After two days of meetings in southern Germany, the leaders of the seven states in the G-7— Canada, France, Germany, Italy, Japan, the United Kingdom, and the United States—issued a joint statement, addressing a range of global issues. The statement, as it has in the past, addressed Asian security issues head-on. Japanese Prime Minister Shinzo Abe, as the only Asian leader within the grouping, which brings together like-minded industrial nations, had pledged to raise the prominence of Asian issues on the G-7 agenda. As a result, the G-7 leaders statement addresses current maritime tensions in the East and South China Seas, and concerns over North Korea’s continuing nuclear weapons program.
The G-7 leaders call for “maintaining a rules-based maritime order and achieving maritime security.” To this end, they noted that they “are committed to maintaining a rules-based order in the maritime domain based on the principles of international law, in particular as reflected in the UN Convention on the Law of the Sea [UNCLOS].” They add:
We are concerned by tensions in the East and South China Seas. We underline the importance of peaceful dispute settlement as well as free and unimpeded lawful use of the world’s oceans. We strongly oppose the use of intimidation, coercion or force, as well as any unilateral actions that seek to change the status quo, such as large scale land reclamation. We endorse the Declaration on Maritime Security issued by G7 Foreign Ministers in Lübeck.*
The language is modified from last year when, in Brussels, the leaders issued a more general statement on maritime security. If Abe’s intention was to make sure that a reference to China’s activities in the South China Sea today was implicit in the statement, he succeeded. For example, last year, the leaders simply emphasized the importance of “international law and internationally recognized principles of jurisdiction in international waters.” This year, they call out UNCLOS by name, and note that they “strongly oppose” behaviors that China is either engaging in currently (“large scale land reclamation”) or has engaged in previously (“use of intimidation,” as seen in the oil rig incident with Vietnam last summer and the 2012 stand-off with the Philippines over Scarborough Shoal). Last year, though the June leaders statement omitted an explicit reference to UNCLOS, the G-7 foreign ministers emphasized the convention in their April 2015 declaration on maritime security.
The G-7 declaration additionally condemns North Korea’s “nuclear and ballistic missile programmes,” as it has in the past. Notably, the statement’s discussion of North Korea is much shorter than it has been in the past. It notes, in a single sentence, “North Korea’s continued development of nuclear and ballistic missile programmes, as well as its appalling human rights violations, and its abductions of nationals from other countries.” Last year’s Brussels declaration included an entire paragraph on North Korea, referencing the Six-Party Talks and calls for fully implementing United Nations sanctions against the country.

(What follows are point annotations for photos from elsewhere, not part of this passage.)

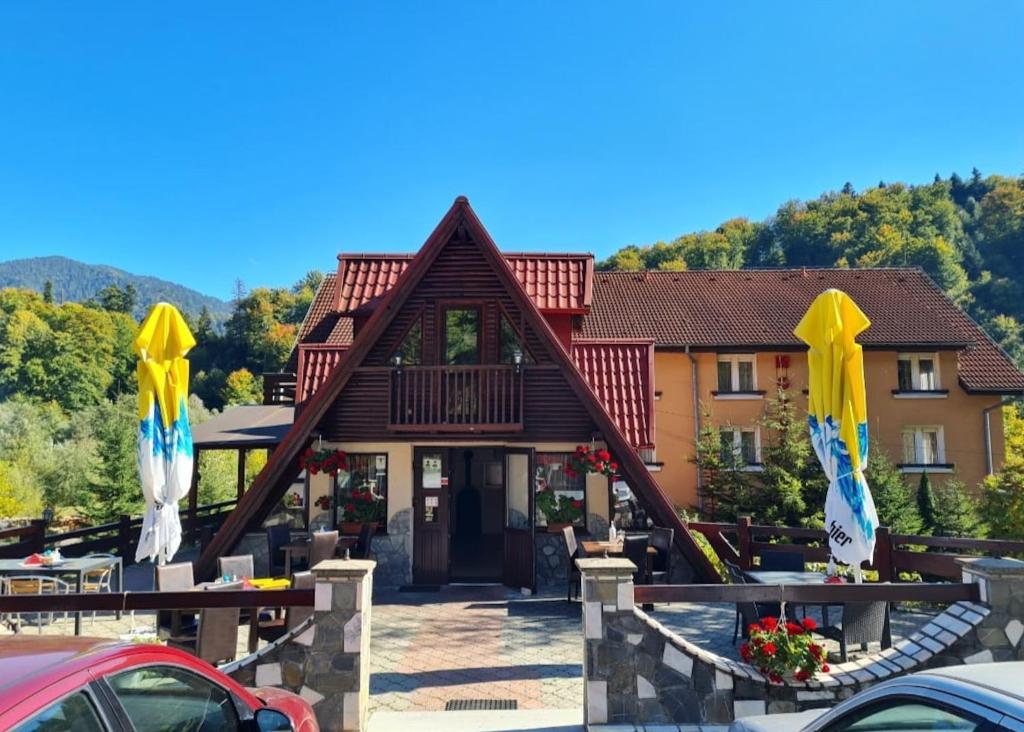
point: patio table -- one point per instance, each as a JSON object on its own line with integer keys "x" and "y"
{"x": 300, "y": 550}
{"x": 77, "y": 566}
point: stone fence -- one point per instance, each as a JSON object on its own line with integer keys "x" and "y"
{"x": 637, "y": 672}
{"x": 327, "y": 659}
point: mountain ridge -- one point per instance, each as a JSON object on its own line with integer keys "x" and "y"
{"x": 75, "y": 281}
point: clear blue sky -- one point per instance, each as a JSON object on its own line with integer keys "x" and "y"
{"x": 256, "y": 139}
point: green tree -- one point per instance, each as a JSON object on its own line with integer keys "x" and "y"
{"x": 926, "y": 504}
{"x": 242, "y": 387}
{"x": 894, "y": 499}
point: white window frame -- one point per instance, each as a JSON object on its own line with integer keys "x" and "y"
{"x": 919, "y": 431}
{"x": 916, "y": 392}
{"x": 737, "y": 445}
{"x": 734, "y": 359}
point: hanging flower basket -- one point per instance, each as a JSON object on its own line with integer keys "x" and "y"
{"x": 324, "y": 461}
{"x": 783, "y": 650}
{"x": 588, "y": 460}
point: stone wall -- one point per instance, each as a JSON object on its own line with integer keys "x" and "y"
{"x": 638, "y": 672}
{"x": 327, "y": 659}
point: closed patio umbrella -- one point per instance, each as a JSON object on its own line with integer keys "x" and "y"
{"x": 165, "y": 448}
{"x": 837, "y": 413}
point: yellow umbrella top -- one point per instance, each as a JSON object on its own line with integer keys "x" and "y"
{"x": 836, "y": 363}
{"x": 161, "y": 344}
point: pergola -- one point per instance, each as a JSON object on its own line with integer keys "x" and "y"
{"x": 239, "y": 428}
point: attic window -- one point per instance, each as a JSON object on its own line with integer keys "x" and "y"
{"x": 510, "y": 343}
{"x": 410, "y": 351}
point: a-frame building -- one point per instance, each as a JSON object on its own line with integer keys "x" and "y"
{"x": 458, "y": 385}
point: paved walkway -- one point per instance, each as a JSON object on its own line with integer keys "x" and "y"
{"x": 474, "y": 643}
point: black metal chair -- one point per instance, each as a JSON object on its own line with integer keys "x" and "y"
{"x": 660, "y": 540}
{"x": 572, "y": 576}
{"x": 748, "y": 612}
{"x": 276, "y": 536}
{"x": 635, "y": 549}
{"x": 365, "y": 542}
{"x": 772, "y": 561}
{"x": 862, "y": 622}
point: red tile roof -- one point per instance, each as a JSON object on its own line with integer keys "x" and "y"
{"x": 621, "y": 375}
{"x": 760, "y": 307}
{"x": 315, "y": 363}
{"x": 554, "y": 282}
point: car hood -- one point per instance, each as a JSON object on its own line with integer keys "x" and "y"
{"x": 776, "y": 723}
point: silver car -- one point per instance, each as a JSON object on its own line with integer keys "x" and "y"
{"x": 983, "y": 697}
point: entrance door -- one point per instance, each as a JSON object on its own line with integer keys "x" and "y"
{"x": 430, "y": 502}
{"x": 518, "y": 564}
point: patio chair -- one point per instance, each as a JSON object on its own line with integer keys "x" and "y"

* The Lübeck G-7 foreign ministers declaration on maritime security noted the following on the South China Sea:
We support the establishment of functioning regional mechanisms of cooperation on enhanced maritime security. National and regional ownership and responsibility are key to improving maritime security in critical areas. We particularly underline the importance of regional agreements and instruments such as the Asia-Pacific Code for Unplanned Encounters at Sea, the Regional Cooperation Agreement on Combating Piracy and Armed Robbery against Ships in Asia (ReCAAP), the Code of Conduct concerning the Repression of Piracy and Armed Robbery against Ships in the Western Indian Ocean and the Gulf of Aden (“Djibouti Code of Conduct”) and the Code of Conduct concerning the Repression of Piracy, Armed Robbery against Ships and Illicit Maritime Activity in West and Central Africa (“Yaoundé Code of Conduct”). We call for the acceleration of work on a comprehensive Code of Conduct in the South China Sea and, in the interim, emphasise our support for the 2002 ASEAN Declaration on the Conduct of Parties in the South China Sea. We highlight the constructive role of practical confidence-building measures, such as the establishment of direct links of communication in cases of crisis and efforts to establish guiding principles and rules to govern activities, such as the ASEAN – China talks on a Code of Conduct on the South China Sea. We encourage States to do their utmost to implement their commitments, and we intend to assist them within the scope of our abilities and regional priorities. We furthermore welcome initiatives on maritime security in relevant fora, such as the East Asia Summit, the ASEAN Regional Forum, the EU-ASEAN cooperation, and regionally based Coast Guard Forums.